Mon Apr 7 17:16:35 CEST 2008

Hi Yogi

On Fri, Apr 4, 2008 at 10:05 PM, yogi <byogi at yahoo.com> wrote:
> Hi ,
>        Here is my first usable Python code.
>  The code works.
Woohoo! congratulations.

>  Here is what I'm trying to do.
>  I have two huge text files. After some processing, One is 12M  (file A) and the other 1M (file B) .
>  The files have columns which are of interest to me.
...
>  Question1 : Is there a better way ?
I admit that I didn't spend too much time trying to understand your
code.  But at first glance your logic looks like it could be easily
represented in SQL.  I bet a relational database could do your lookup
faster than doing it in pure Python.  I do this kind of thing
frequently: use python to import delimited data into a relational
database like PostgreSQL, add indexes where they make sense, query the
database for the results.  It can all be done from inside Python but
it doesn't have to be.

SELECT a.*
FROM a INNER JOIN b ON a.field0=b.field0
WHERE
  b.field3=0
  AND
  a.field3 >= (b.field1-1000000) AND a.field3 <= (b.field2+1000001)
... etc.

>  Question2 : For now I'm using shells time  call  for calculating time required.

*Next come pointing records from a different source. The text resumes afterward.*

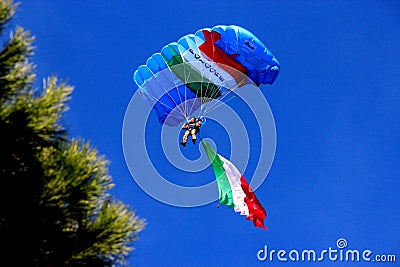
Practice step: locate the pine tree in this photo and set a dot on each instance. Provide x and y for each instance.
(55, 205)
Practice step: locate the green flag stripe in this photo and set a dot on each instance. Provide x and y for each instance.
(225, 191)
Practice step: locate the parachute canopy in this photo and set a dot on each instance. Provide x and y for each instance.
(199, 68)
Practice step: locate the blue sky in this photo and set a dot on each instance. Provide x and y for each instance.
(335, 104)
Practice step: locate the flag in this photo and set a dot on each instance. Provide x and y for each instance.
(234, 191)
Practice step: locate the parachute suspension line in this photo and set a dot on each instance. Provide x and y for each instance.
(166, 91)
(157, 100)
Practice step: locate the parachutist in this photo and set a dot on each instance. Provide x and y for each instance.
(192, 128)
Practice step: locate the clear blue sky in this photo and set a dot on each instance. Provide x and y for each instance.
(336, 105)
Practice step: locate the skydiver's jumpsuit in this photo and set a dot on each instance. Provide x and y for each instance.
(192, 129)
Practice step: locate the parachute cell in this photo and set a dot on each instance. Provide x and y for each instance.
(191, 73)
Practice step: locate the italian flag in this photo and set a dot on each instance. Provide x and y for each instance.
(234, 191)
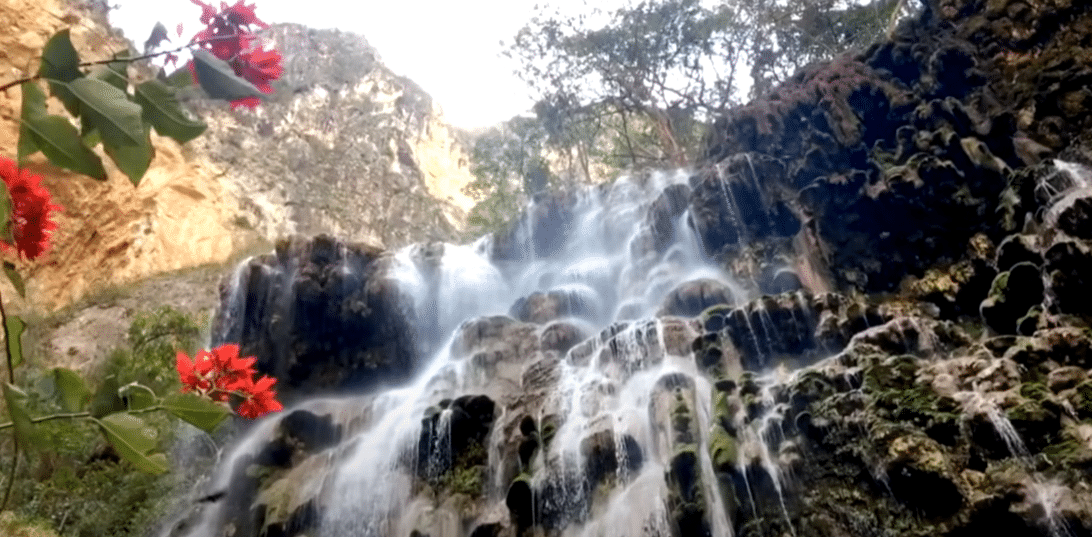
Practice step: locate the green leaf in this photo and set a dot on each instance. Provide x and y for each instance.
(118, 121)
(162, 109)
(60, 63)
(133, 160)
(56, 136)
(179, 79)
(138, 396)
(71, 391)
(9, 267)
(196, 409)
(25, 432)
(106, 398)
(116, 72)
(158, 35)
(27, 145)
(218, 80)
(133, 440)
(15, 326)
(111, 112)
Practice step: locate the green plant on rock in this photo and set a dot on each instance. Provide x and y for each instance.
(120, 112)
(72, 466)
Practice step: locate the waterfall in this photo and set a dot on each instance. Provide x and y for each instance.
(591, 372)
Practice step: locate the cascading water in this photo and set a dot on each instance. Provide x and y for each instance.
(619, 385)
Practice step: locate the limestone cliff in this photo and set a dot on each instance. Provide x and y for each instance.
(343, 146)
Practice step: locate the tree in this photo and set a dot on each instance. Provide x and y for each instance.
(509, 165)
(653, 64)
(633, 87)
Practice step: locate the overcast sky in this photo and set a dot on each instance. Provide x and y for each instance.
(450, 48)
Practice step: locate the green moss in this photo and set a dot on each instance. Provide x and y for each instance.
(721, 408)
(466, 475)
(1083, 400)
(723, 449)
(1034, 391)
(1067, 451)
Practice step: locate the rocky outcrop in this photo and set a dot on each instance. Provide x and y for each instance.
(343, 146)
(110, 234)
(320, 315)
(892, 159)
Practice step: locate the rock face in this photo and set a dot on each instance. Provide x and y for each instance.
(343, 146)
(320, 317)
(894, 158)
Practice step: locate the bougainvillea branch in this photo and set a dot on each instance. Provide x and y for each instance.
(9, 85)
(222, 373)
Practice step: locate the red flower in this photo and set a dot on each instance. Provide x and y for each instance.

Does Python provide a more fine grained check.
I think so but I've not used it: timeit.  Search this mailing list's
archives for 'timeit' and/or at the Python command line:
import timeit
help(timeit)

>  Question 2: If I have convert this code into a function.
>  Should I ?
Yes, especially if it helps make your code easier to read and understand.